SHANGHAI (Reuters) - Chinese stocks got September off to a rocky ride on Tuesday, with main indexes tumbling 5 percent at one point as weak manufacturing data laid bare the daunting challenge faced by Beijing as it races to revive a stumbling economy.
At the end of the session, the markets had managed a recovery of sorts, as rebounds in blue-chips partly offset slides in small-caps.
The blue-chip CSI300 index fell 0.1 percent, to 3,362.08, while the Shanghai Composite Index lost 1.3 percent, to 3,166.62 points.
But small caps posted heavy losses. Shenzhen’s growth board ChiNext dived 6 percent and the CSI500 index of small companies tumbled 6.3 percent.

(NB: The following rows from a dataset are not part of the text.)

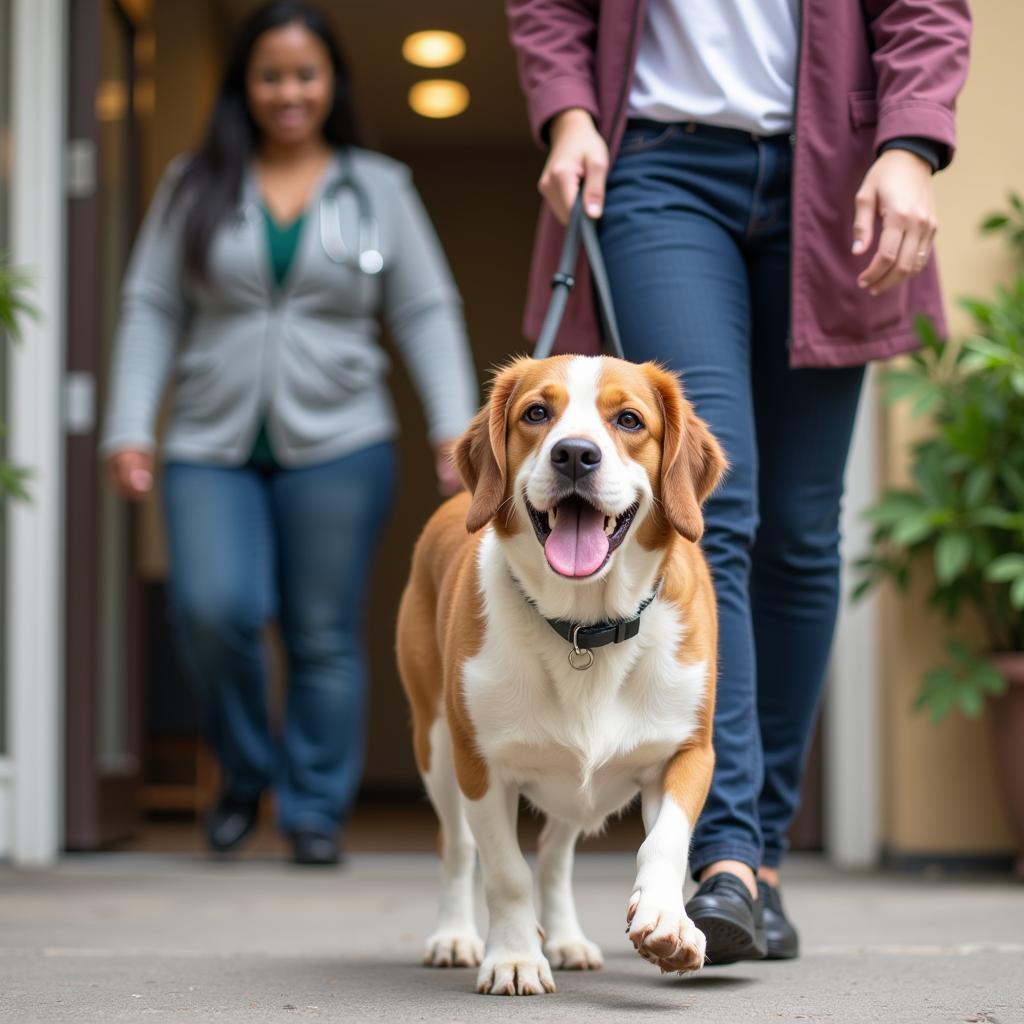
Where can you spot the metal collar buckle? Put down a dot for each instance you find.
(580, 658)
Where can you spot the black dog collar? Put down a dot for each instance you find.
(587, 638)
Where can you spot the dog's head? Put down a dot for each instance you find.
(588, 454)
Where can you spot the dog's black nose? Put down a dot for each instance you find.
(576, 457)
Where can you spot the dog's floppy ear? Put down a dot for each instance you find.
(692, 461)
(479, 454)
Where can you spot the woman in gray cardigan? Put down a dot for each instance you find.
(256, 286)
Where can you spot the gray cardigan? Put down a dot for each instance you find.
(306, 357)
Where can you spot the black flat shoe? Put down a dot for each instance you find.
(313, 848)
(230, 820)
(780, 936)
(731, 921)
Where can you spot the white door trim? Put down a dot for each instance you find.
(852, 724)
(35, 530)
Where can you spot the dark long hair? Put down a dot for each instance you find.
(211, 183)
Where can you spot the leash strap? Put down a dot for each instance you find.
(580, 227)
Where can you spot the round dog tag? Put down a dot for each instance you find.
(581, 659)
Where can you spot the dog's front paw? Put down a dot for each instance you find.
(572, 952)
(505, 972)
(454, 947)
(665, 936)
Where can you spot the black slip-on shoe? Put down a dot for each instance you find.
(314, 848)
(730, 919)
(230, 820)
(780, 937)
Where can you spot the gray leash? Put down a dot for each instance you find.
(580, 226)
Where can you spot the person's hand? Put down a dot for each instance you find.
(578, 154)
(449, 482)
(897, 188)
(130, 472)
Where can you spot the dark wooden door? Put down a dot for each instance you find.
(103, 691)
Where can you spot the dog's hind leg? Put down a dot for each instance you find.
(564, 944)
(456, 941)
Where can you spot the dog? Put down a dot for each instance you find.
(557, 640)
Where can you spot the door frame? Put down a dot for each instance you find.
(35, 547)
(102, 802)
(853, 769)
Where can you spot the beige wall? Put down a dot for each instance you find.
(940, 794)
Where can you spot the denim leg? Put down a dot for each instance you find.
(221, 594)
(805, 421)
(671, 236)
(329, 518)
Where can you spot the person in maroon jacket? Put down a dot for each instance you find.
(763, 174)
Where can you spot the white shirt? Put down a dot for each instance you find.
(726, 62)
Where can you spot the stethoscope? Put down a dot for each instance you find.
(367, 255)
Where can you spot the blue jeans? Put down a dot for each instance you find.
(696, 238)
(248, 546)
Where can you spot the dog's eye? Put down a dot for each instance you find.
(629, 420)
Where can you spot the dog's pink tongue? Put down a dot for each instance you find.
(578, 545)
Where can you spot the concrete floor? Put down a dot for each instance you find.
(146, 937)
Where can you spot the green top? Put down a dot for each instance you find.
(283, 241)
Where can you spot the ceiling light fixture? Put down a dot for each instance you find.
(433, 48)
(438, 97)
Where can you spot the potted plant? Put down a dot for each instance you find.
(963, 515)
(13, 305)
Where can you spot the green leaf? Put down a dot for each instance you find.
(911, 530)
(979, 481)
(1005, 568)
(1014, 480)
(951, 555)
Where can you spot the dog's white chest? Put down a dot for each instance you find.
(580, 744)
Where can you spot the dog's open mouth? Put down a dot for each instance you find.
(578, 538)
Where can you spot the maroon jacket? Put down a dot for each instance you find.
(869, 71)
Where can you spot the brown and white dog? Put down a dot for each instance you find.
(586, 477)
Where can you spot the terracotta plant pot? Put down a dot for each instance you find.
(1008, 732)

Activity in China’s manufacturing sector contracted at its fastest pace in three years in August, an official survey showed on Tuesday, reinforcing fears of a sharper slowdown in the world’s second-largest economy. A separate private survey on manufacturing was equally downbeat.
Investors largely ignored fresh stimulus measures unveiled by the government, including further relaxation in property investment rules, and policies to support mergers and acquisitions and share buy-backs by listed companies.
“These measures are inadequate. It’s like just trying to put out a big fire with a glass of water,” said Yang Hai, strategist at Kaiyuan Securities.
Blue-chips, including banking heavyweights and energy giants PetroChina and Sinopec rose sharply, helping limit losses.